The Babadook (2014)     ★★★

Writer/director Jennifer Kent’s feature debut The Babadook is receiving near unanimous praise, but while it does show signs of confidence and above average acting for a horror film, that might set it apart from its contemporaries, it ultimately never quite manages to do justice to the genre it still very much wants to be a part of.

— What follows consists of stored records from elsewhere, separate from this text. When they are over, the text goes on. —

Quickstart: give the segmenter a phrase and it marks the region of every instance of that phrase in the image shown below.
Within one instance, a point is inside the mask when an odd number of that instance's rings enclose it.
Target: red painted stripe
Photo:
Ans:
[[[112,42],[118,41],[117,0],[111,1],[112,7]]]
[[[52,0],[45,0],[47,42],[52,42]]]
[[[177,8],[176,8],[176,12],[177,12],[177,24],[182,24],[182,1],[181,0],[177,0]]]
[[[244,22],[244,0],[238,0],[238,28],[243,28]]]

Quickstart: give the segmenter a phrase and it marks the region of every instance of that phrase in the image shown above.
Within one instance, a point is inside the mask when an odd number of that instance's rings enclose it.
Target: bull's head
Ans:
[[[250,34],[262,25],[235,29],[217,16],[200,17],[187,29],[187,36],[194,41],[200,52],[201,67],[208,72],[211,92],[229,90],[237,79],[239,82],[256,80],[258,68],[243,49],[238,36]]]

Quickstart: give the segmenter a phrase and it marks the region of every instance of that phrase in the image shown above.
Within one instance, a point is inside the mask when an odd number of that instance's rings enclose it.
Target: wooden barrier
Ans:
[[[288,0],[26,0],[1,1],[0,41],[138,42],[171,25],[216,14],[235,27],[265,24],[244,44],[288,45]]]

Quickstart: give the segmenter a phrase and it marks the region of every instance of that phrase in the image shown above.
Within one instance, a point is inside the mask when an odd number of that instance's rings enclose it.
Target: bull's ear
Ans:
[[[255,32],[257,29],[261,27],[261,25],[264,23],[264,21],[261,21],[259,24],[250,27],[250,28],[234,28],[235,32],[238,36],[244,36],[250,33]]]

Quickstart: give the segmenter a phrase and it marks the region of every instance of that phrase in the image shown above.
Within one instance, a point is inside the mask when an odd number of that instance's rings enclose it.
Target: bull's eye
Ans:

The Babadook is about a single mother named Amelia troubled by both the violent death of her husband years ago and the current hyperactivity of her child, and who begins to experience hallucinations of a mysterious and evil character from a strange children’s book called “Mister Babadook” that one day appears in her house. Guilt, repression, sadness, alienation, you name it and Amelia experiences it on a daily basis. Problematic for the film, though, is the way the occasionally grueling second act is structured in starts and stops. Kent telegraphs her subtext in the opening scenes, with the film’s style and rhythm borrowing from an odd mixture of Tim Burton and the Coen brothers, so that all we have to carry us through the middle hour is the repetition of the same anguish felt by Amelia, accompanied by the forced escalation of more and more prominent Babadook sightings which seem to appear at the director’s whim. The result for me makes the film almost comedic in tone, certainly not terrifying in the least. For example, Simon Njoo’s rapid editing of a typical scene will involve the exaggerated compression of time that just draws attention to the events in the narrative as huge intrusions in Amelia’s life, such as seeing two people talking and hearing a door bell and immediately cutting to the door opening and revealing a grinning character who is not going to make her life any easier, or there will be an extended beat when interacting with others to suggest just how alone she is. Kent plays her hand too soon, leaving nowhere to go but towards absurdity, which is probably why a pivotal scene where Amelia answers the telephone to hear an obnoxiously creepy scratchy voice saying “ba…ba…dook…dook…dook” had me howling with laughter instead of completely unglued. I can only empathize so much with Amelia until I start to see her with the same expressions of patronizing terror that her son Sam shoots her (a terrific Noah Wiseman, who has a great career ahead of him).

Many films, especially indies, succumb during their second acts, and for all its pretensions The Babadook is no different. There are some great qualities to it that make it worth watching, but it is too bogged-down by its thematic weight to actually become a horror film when it needs to become a horror film, and because of that it feels at times like a short that has been stretched out to feature length.